Singtel is planning to invest in Thailand's Intouch Holdings Plc and raise its stake in India's Bharti Telecom Ltd.
Singtel is planning to invest in Thailand's Intouch Holdings Plc and raise its stake in India's Bharti Telecom Ltd. PHOTO: ST FILE

SINGAPORE - Singapore Telecommunications (Singtel) will spend about S$2.47 billion to buy a 21 per cent stake in Thailand's Intouch Holdings PCL and a further 7.39 per cent stake in Bharti Telecom (BTL) from Temasek Holdings for S$2.47 billion in cash.

The acquisitions gives it a unique opportunity to increase economic exposure to high growth telecom sectors Thailand and India, Singtel said in a filing to the Singapore Exchange before markets opened on Thursday (Aug 18).

The share purchases in the parent companies of the largest mobile-phone operators in India and Thailand will give Singtel a bigger foothold in the two markets, Bloomberg reported earlier.

In Thailand, Singtel already owns just over a fifth (23 per cent) of Advanced Info Service (AIS), while Intouch holds approximately 40.45 per cent of AIS and 41 per cent of Thaicom.

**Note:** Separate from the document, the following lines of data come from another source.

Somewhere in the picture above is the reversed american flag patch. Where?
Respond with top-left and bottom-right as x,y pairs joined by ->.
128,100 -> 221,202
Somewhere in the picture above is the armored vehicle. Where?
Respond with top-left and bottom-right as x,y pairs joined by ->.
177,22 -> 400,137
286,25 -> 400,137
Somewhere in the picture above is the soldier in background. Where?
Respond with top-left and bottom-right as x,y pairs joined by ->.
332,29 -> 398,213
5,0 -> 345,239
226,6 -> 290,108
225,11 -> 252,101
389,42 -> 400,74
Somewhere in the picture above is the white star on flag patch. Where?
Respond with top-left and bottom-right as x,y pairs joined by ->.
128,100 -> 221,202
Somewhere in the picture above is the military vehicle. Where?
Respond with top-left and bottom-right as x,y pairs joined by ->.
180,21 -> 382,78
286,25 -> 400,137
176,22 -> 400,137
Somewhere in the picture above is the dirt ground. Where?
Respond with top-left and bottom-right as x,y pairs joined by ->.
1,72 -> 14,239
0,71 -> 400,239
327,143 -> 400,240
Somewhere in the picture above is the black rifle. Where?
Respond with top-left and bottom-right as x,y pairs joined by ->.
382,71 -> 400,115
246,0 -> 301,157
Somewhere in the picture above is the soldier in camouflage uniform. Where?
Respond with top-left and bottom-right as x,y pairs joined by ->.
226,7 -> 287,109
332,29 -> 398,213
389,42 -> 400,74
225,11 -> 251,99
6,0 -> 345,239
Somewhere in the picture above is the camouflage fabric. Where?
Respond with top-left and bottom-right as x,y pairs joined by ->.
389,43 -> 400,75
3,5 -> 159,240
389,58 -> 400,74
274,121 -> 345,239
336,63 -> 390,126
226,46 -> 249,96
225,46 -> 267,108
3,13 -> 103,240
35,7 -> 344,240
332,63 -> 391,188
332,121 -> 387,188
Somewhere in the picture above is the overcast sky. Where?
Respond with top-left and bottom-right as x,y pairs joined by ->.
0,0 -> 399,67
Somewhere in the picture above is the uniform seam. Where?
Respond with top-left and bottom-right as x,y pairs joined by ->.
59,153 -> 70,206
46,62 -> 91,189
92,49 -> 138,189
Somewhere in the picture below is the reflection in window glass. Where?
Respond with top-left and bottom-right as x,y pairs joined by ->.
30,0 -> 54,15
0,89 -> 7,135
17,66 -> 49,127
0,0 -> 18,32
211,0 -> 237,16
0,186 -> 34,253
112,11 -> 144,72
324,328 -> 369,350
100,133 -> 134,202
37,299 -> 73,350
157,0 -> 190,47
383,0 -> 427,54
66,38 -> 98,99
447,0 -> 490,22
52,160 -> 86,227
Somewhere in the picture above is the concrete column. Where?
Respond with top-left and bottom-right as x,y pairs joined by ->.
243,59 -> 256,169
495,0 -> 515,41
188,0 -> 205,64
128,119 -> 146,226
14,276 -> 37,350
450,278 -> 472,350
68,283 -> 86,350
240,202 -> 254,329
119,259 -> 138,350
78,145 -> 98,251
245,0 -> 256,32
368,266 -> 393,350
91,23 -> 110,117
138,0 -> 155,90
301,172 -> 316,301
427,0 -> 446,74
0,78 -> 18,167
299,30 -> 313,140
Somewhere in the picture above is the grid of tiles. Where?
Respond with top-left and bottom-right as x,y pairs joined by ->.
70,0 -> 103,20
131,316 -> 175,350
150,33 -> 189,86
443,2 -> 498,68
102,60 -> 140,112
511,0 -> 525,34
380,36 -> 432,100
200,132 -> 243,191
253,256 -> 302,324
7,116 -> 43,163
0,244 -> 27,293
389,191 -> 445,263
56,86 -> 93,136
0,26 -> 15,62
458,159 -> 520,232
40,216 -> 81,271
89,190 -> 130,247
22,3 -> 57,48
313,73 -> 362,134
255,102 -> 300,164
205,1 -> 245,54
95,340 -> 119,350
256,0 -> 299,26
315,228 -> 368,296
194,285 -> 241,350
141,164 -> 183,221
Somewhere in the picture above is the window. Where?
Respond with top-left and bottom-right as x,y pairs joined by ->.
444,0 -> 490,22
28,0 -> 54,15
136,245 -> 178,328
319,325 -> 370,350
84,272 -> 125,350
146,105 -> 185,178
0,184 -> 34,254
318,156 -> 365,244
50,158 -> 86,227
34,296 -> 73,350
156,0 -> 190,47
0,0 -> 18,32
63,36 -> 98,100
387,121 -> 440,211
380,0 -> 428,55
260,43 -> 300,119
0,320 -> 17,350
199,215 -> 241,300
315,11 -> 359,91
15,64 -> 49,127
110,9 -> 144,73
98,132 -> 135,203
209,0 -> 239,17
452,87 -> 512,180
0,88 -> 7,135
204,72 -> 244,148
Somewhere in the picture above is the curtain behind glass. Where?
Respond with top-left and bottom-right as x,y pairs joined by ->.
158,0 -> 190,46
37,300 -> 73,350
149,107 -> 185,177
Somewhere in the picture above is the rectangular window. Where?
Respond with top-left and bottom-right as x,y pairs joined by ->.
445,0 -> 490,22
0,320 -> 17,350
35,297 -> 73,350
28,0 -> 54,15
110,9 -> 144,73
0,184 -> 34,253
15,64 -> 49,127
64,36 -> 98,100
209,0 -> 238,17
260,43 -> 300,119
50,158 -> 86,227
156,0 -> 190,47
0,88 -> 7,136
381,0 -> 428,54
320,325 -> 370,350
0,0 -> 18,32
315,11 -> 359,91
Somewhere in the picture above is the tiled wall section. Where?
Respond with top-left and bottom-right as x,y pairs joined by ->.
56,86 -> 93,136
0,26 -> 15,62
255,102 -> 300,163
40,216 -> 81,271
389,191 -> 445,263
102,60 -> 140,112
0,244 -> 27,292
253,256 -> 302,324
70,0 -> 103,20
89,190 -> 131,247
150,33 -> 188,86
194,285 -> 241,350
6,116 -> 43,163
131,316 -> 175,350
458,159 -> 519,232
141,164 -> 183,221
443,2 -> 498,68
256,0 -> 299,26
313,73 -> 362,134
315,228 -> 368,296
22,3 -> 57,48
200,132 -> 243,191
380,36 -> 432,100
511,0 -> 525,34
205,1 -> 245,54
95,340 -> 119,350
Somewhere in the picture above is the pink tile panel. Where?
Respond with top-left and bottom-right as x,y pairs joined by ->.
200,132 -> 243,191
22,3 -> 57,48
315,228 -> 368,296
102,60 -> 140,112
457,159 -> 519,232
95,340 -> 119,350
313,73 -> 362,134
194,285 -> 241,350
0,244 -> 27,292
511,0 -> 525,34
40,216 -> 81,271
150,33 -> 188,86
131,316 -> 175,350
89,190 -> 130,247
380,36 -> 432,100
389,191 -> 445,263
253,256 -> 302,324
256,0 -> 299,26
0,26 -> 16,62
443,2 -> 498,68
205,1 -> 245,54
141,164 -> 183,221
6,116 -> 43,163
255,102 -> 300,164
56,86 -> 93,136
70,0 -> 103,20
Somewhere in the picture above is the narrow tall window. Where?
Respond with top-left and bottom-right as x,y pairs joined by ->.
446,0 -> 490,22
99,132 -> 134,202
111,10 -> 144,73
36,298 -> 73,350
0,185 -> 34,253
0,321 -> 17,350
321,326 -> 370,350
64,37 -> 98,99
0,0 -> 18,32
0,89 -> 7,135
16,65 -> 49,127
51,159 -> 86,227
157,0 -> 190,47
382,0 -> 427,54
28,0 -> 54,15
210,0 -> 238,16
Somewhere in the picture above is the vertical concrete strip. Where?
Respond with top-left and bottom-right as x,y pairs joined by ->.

In India, Singtel currently holds a 39.78 stake in BTL, the parent company of Bharti Airtel. With its planned purchase of BTL shares, Singtel's stake in BTL will rise to 47.17 per cent.

Said Singtel: "Intouch and BTL own assets that are leaders in their respective markets, with strong track records of earnings growth. AIS and BAL have secured spectrum holdings for the long term and invested extensively in their networks. These investments position both companies well to compete and capture the growth in mobile internet services.

Intouch has an interesting history. It was formerly known as Shin Corp and in 2006, a Temasek-led US$3.8 billion investment in the Thal telecom company, then owned by the family of former Thai Prime Minister Thaksin Shinawatra, triggered a political crisis that led to Mr Thaksin's ouster in a bloodless coup.

Singtel's latest investments will be funded through internal cash, short-term debt and proceeds from a share placement of 386 million new Singtel shares to Temasek totalling S$1.605 billion.

The deal, subject to shareholder and regulatory approvals, is expected to be completed by December, according to the statement.

Singtel is offering about 1.9 per cent less than Wednesday's closing price for Intouch shares. Bharti Telecom is closely held. The share placement to Temasek, already the majority shareholder in Singtel with 51 per cent as of May 30, is set at about 1.2 per cent below Wednesday's closing price.

Singtel shares were up 2 Singapore cents, or about 0.5 per cent, to S$4.23 as of 9:30amon Thursday. They have risen about 15 per cent this year, compared with the 1.4 per cent drop in the Straits Times Index.